King Abdullah University of Science and Technology’s (KAUST) campus along the Red Sea houses one of the world’s most advanced collection of labs.
In these buildings KAUST’s internationally renowned researchers are addressing humanity’s most urgent scientific challenges related to energy and the environment, including water conservation, energy efficiency and food production.
Integrated into the architecture of the local environment, KAUST’s 27 buildings include 5.5 million square feet of space and were designed and constructed in just under 30 months. The campus includes two million square feet of labs spread across four interconnected, 500,000-sq.-ft. buildings.
The team designed the campus as a singular meta-building with all spaces interconnected and served from a common base. This organization improves energy performance, facilitates collaboration and gives the campus a distinct sense of place.
Making the campus as compact as possible addresses the intense sun and formidable climate while improving proximities among researchers, academics and students.
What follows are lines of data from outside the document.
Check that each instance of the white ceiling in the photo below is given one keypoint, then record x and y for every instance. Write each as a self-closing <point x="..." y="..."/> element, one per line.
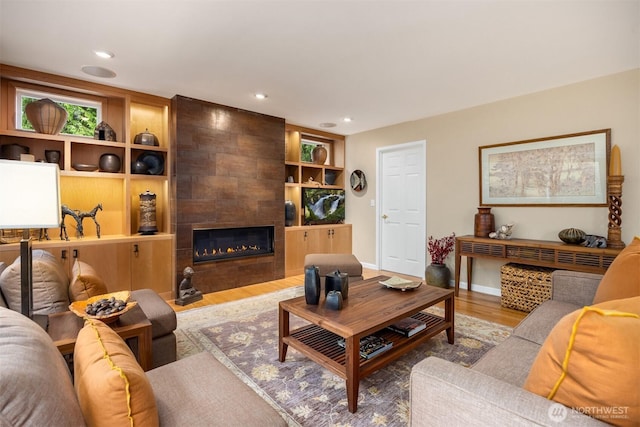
<point x="380" y="62"/>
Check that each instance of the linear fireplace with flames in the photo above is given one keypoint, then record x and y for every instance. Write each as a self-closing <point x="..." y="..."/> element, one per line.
<point x="218" y="244"/>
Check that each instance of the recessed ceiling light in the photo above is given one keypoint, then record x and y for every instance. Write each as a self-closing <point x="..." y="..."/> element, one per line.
<point x="93" y="70"/>
<point x="105" y="54"/>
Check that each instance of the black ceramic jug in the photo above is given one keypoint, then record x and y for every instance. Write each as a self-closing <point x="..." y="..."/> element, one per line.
<point x="334" y="300"/>
<point x="337" y="281"/>
<point x="312" y="285"/>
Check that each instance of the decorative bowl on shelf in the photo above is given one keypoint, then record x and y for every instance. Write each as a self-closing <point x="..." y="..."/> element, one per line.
<point x="84" y="167"/>
<point x="572" y="236"/>
<point x="154" y="162"/>
<point x="146" y="138"/>
<point x="106" y="308"/>
<point x="110" y="162"/>
<point x="46" y="116"/>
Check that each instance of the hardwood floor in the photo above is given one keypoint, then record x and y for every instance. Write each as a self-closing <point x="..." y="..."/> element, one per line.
<point x="474" y="304"/>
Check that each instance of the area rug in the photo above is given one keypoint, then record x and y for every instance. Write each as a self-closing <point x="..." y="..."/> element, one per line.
<point x="243" y="335"/>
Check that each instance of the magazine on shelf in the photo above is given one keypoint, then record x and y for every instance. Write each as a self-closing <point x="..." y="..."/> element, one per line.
<point x="370" y="346"/>
<point x="408" y="326"/>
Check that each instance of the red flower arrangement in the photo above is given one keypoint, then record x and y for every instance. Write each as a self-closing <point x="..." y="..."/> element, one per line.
<point x="439" y="249"/>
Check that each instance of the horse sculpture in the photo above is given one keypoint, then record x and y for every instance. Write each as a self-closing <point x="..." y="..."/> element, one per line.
<point x="78" y="216"/>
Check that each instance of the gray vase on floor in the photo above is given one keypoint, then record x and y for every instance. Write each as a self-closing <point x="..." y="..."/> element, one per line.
<point x="438" y="275"/>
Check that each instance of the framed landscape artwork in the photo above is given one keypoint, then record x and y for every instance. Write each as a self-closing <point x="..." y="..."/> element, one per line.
<point x="565" y="170"/>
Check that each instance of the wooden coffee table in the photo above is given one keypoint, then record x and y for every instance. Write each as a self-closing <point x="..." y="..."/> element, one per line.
<point x="64" y="328"/>
<point x="368" y="310"/>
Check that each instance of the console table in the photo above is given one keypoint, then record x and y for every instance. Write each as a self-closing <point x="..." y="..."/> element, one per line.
<point x="531" y="252"/>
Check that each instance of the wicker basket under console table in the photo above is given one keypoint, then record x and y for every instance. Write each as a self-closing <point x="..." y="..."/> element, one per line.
<point x="542" y="253"/>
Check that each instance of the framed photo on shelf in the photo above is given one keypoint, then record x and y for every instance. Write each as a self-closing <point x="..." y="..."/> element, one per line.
<point x="565" y="170"/>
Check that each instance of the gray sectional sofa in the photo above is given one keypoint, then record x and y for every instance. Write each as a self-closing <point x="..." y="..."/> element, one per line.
<point x="491" y="392"/>
<point x="37" y="388"/>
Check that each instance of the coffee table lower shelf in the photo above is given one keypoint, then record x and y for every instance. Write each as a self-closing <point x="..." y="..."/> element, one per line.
<point x="322" y="346"/>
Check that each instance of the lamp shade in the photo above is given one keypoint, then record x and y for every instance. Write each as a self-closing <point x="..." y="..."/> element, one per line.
<point x="29" y="195"/>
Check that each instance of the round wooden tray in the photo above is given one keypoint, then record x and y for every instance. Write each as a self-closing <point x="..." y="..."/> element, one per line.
<point x="78" y="307"/>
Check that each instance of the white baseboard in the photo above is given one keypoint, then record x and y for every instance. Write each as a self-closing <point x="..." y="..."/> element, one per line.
<point x="369" y="266"/>
<point x="488" y="290"/>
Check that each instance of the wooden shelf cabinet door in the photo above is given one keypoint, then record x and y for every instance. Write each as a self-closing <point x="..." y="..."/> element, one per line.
<point x="152" y="266"/>
<point x="109" y="260"/>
With a compact arrangement, traditional boundaries between buildings begin to dissolve. This feeling is heightened by the occurrence of conference rooms, gardens, shaded courtyards and other programmed spaces bridging the spaces between buildings.
A critical role of buildings in this part of the world is to protect people from the intense sun. At KAUST, shade is provided in a monumental way and the act of shading is celebrated. Dynamic shadows register the movement of time while changing, dappled light brings character to the space.
LEED Platinum in the Desert
The team’s goal was to significantly reduce the environmental footprint of all KAUST campus buildings within the project scope.
The Arabic Bedouin tent inspired designers to create a monumental roof system that spans across building masses to block sun on building facades and into the pedestrian spine, to facilitate natural ventilation and to filter light. Solar panels covering the surface capture the sun’s energy. Passive ventilation strategies of the traditional Arabic house influenced the design of iconic, solar-powered wind towers that harness energy from the sun and wind to passively create air flow in pedestrian walkways. Similar to Arabic screening called ‘mashrabiya,’ the campus shades windows and skylights with an integral shading system that reduce heat loads while creating dramatic dappled light.
Despite the challenges of building the campus in Saudi Arabia’s desert climate, KAUST became the world’s largest LEED Platinum project at the time of its certification. By integrating sustainability into the site planning, community organization, building design and campus operations, the university is demonstrating new ways to build in the region and promoting responsible stewardship of the environment.
“The [Lab of the Year] judges were impressed with KAUST on multiple fronts. The total flexibility, high hat areas for research, ability to attract world-class talent, LEED Platinum status, livability, and sustainability all contributed to its selection as a winner.” — R&D Magazine
New Research Paradigm
Exceptionally flexible building shells and universal floor plates accommodate virtually every lab type in fulfilling KAUST’s vision of setting a “new paradigm for research in the Middle East.”
Interaction and collaboration is vital to a rigorous, thriving research environment. The design celebrates gathering by placing social spaces and collaborative zones in highly visible spots with the best views.
R&D Magazine awarded KAUST its highest honor, Lab of the Year, noting that the campus “contains just about every modern lab concept known today.” This includes interchangeable lab neighborhoods, flexible lab support zones, grid planning, kit-of-parts furniture, walkable interstitial space, collaboration spaces, large circulation spines, high-height pilot areas and lab daylighting.
Integrated Engineering Systems
HOK’s mechanical, electrical, plumbing and structural engineers led multiple design teams following parallel paths to support the construction of high-performance space across 27 buildings. Several innovative engineering strategies contribute to exceptional performance in the areas of energy and water reduction.
The harsh climatic conditions along the Red Sea made the landscape architecture strategies for KAUST extremely important. The team selected plants, materials, structures and streetscape furnishings based on their ability to withstand the hot, humid, marine climate.
Illuminating a Campus
The charge of the university is to promote transformation and discovery of ideas. The buildings manifest themselves with a similar dynamism. With the advent of nightfall, when the setting sun allows for more activity, the campus is designed to reveal a more active, outgoing character.
HOK’s lighting design supported KAUST’S ambitious sustainability goals by achieving every LEED credit possible. This includes satisfying the LEED credit for reducing light pollution while still creating a spectacular nighttime environment.